Monterrey.- Invoco a todos los dioses. A los piadosos, a los impíos, a los afables a los feroces; para que, con el peso de tu infamia, tú mismo te destroces.
Invocaré también a los demonios, no son tan malos como dicen, ¿sabes?; algunos, con su ira y su soberbia, te rescatan de la miseria humana, de la desquiciante y horrenda depresión, te alejan del oprobio. Les pediré que te hundan y te ahoguen en cenagoso lodo.
Invocaré a las brujas, a las perversas, las malas, las pirujas. A las que fingen inocencia y te devoran. A las infames que todo lo destruyen, que las almas estrujan, para que con su hechizo, en lúbrico aquelarre, hagan que te penetren mil filosas agujas.
Invocaré a los faunos, a las ninfas del mal, a los oscuros duendes, esos que habitan en las pesadillas de los infantes, para que, con sus uñas y sus garfios, en un sádico goce perenne, te saquen las entrañas o te llenen de ansiedad a cada instante.

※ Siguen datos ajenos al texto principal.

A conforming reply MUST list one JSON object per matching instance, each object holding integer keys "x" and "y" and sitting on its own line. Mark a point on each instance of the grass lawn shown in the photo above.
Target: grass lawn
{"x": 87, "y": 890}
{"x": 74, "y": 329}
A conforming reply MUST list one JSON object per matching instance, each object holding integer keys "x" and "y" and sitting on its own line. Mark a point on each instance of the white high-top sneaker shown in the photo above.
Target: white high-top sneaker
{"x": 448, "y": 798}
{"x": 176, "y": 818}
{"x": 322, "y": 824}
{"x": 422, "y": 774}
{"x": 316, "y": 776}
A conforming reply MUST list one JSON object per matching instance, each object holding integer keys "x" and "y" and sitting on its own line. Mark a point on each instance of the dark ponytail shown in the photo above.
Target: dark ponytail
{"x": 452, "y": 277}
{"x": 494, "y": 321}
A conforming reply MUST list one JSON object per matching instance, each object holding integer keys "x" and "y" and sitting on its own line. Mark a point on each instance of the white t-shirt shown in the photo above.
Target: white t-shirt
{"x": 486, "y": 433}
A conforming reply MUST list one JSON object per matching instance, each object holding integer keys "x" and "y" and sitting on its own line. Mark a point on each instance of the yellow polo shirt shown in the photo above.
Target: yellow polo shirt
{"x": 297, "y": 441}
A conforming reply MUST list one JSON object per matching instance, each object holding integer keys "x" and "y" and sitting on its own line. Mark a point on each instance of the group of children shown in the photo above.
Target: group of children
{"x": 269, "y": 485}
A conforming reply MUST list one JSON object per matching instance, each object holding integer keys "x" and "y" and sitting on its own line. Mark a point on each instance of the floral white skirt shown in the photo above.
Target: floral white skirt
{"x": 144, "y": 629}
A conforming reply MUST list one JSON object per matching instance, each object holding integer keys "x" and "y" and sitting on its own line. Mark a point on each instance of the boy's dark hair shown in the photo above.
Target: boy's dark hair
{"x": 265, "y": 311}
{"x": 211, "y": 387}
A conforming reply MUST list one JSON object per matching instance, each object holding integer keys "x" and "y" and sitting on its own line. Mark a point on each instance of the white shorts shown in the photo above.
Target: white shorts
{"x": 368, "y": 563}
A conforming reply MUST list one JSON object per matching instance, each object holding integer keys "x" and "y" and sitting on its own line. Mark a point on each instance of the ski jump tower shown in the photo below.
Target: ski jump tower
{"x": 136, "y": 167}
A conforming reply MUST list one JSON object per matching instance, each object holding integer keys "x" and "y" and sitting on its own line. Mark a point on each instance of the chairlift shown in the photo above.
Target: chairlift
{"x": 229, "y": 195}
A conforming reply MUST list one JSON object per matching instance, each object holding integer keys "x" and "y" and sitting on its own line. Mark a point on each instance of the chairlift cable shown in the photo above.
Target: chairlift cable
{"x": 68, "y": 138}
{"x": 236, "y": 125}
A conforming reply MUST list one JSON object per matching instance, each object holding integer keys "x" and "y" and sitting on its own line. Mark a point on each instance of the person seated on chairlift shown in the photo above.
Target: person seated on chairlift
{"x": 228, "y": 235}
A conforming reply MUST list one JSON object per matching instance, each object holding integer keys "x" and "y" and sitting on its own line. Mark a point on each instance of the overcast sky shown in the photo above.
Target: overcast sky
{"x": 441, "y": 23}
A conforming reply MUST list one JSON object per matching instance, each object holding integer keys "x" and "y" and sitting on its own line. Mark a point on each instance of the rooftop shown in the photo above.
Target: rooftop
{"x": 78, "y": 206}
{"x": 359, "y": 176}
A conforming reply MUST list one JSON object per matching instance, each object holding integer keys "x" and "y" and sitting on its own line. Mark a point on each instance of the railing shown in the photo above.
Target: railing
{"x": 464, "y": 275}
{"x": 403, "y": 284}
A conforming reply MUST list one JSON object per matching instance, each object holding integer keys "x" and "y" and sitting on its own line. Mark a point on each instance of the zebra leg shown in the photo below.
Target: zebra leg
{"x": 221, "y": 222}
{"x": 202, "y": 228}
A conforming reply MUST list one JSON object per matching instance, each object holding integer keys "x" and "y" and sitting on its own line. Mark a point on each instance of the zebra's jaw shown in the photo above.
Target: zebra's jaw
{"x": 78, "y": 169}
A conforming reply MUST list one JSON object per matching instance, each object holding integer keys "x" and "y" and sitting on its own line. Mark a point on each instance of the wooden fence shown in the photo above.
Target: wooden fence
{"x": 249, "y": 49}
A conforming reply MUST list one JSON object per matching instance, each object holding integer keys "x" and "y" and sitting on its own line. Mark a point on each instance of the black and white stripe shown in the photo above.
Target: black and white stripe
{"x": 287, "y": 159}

Invocaré al destino, dicen que está marcado, aunque en realidad nadie sepa su sino, porque cada quien labra su futuro con fervoroso amor o con odio intestino; sin embargo, deseo que sea negro y oscuro tu camino por ser tan desalmado y porque estás maldito, lo tienes merecido.
Invocaré a la conciencia, esa que muchos como tú no tienen, ni dignidad, ni moral, ni ética; que se rigen solo por su instinto animal. Carroñeros que, por su miserable condición existencial van devorando con saña inaudita a los demás. Deseo ferviente que seas carroña para tu conciencia y te carcomas hasta extinguir tu miserable vida y tu ponzoña.
Invocaré a la muerte, a la violenta y su filosa guadaña, para que con arsénico, soga, cuchillo, cicuta, atropello, balazo, infarto, caída, incendio, difumine tu cuerpo de esta tierra, te arrastre a su aposento y no amanezcas mañana.